Friday, July 22, 2016


There are aspects of weaving that are very linear - e.g. dressing the loom.  The process is complex and in order to achieve a good result, care must be taken to do all of the steps in their order.

But what about the process before you get to that point?  If you want to design your own textiles, from the thread up, the process becomes extremely non-linear.  It becomes down right 'messy'.

I made the chart above in order to try to make the process more sensible - more linear.  And the diagram does, indeed, look nice and tidy.  But the process of considering all of those variables, contrasting one against the other, weighing up how much impact each is going to have on the final result?  Messy.

Beginning with the function the cloth is to perform, I consider all of the characteristics of the cloth.  Each variable needs to be assessed for how it will affect the finished textile.  Some of them are more consistent than others - I have two looms and depending on which one I use, I will either wind a warp on a warping board, or I will beam sectionally.  These two different methods mean I will approach designing things like stripes appropriate to the choice of equipment being used.

How wide/long will the warp be?  Shorter, narrower warps tend to be put into the smaller 4 shaft loom, while longer, wider warps on the AVL.  How many shafts do I want to use?  Four shaft weaves can, of course, be done on the smaller loom, but perhaps I want to beam sectionally - in that case I might use the 16 shaft loom, anyway.
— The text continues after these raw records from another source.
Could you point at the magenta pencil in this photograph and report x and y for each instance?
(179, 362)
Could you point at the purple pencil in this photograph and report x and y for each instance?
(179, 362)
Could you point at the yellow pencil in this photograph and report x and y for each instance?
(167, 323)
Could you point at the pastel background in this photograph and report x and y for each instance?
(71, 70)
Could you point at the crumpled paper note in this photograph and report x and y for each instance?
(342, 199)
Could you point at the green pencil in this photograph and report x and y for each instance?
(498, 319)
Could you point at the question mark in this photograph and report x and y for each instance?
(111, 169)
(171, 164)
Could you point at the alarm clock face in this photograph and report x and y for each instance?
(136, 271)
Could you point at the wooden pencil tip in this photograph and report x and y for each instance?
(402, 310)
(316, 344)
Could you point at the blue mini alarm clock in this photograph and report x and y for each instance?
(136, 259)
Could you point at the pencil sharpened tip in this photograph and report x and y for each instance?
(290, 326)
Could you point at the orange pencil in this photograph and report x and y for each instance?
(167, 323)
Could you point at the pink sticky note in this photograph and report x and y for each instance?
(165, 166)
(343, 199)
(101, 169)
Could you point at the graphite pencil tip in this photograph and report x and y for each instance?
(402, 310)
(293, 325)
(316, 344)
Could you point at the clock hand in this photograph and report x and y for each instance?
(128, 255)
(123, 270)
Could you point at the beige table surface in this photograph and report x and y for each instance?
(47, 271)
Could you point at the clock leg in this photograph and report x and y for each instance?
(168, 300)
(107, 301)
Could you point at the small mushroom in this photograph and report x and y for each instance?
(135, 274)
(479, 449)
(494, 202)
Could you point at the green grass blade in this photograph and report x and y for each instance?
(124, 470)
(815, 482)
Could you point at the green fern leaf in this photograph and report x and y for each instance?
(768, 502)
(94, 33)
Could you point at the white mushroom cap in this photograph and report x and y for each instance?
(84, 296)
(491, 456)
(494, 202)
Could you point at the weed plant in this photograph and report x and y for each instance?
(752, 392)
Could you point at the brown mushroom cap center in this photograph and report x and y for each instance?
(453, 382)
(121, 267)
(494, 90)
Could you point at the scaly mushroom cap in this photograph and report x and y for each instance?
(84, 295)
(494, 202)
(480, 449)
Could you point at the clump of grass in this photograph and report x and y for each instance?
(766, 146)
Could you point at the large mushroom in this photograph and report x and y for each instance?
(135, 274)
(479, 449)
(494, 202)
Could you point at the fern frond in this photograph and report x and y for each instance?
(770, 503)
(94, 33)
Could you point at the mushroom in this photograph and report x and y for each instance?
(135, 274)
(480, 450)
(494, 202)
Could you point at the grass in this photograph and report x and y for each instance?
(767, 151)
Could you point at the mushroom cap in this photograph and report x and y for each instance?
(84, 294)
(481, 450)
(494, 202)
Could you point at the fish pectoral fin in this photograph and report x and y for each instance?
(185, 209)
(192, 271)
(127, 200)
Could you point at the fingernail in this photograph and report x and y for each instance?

How much drape does the cloth need to have?  That drape ability will be filtered through the section on density, then tested against the section on weave structure - and the density might be changed if I am using 16 shafts and a weave structure with fewer interlacements.

And so it goes.  Each factor contrasted with the others, changes made depending on how I feel the different factors are going to affect the others.  I may back and forth for a few hours, a few days, a few weeks.  Some projects may simmer in the back of my brain for months, partly because I haven't sourced the yarn that I feel is 'best' for the project.

One of the challenges with writing The Book, which I've mentioned before but have been thinking about a lot recently, is how to present this non-linear information and contrasting of factors in a book, which is quintessentially linear.  How can I teach the material for Olds, which is primarily about helping weavers learn to think through these things for themselves, rather than just do what the instructions say.

Trying to get a grip on this aspect of weaving knowledge has been a huge stumbling block in terms of my actually grappling with All The Words, and getting the book written.

On the other hand, I can only do the best I can.  So my goal is to finish the (now) 6 more warps for the current scarf line, then hunker down at the computer and get busy word smithing.


Eileen said...

Teaching how to think...the universal goal of education. I look forward to reading your book cover to cover.

Carol said...

The non-linear nature of the creative aspect of craft of any kind (three prepositional phrases in a row:woo hoo)was well addressed in the traditional apprenticeship method. When instruction became more focused on schematic (print, video) presentation, much of the intuitive part of the training was lost. Now, the student must find that part of the process that doesn't lend itself to verbal expression on her own, or she must find that teacher who can phrase those things in ways that reach her. I find that, for me and my learning style, you do it best of any weaving teacher I've found. Others may not find it so. Be assured that what you write will resonate with enough of us that it will be passed on to others, even if in different words.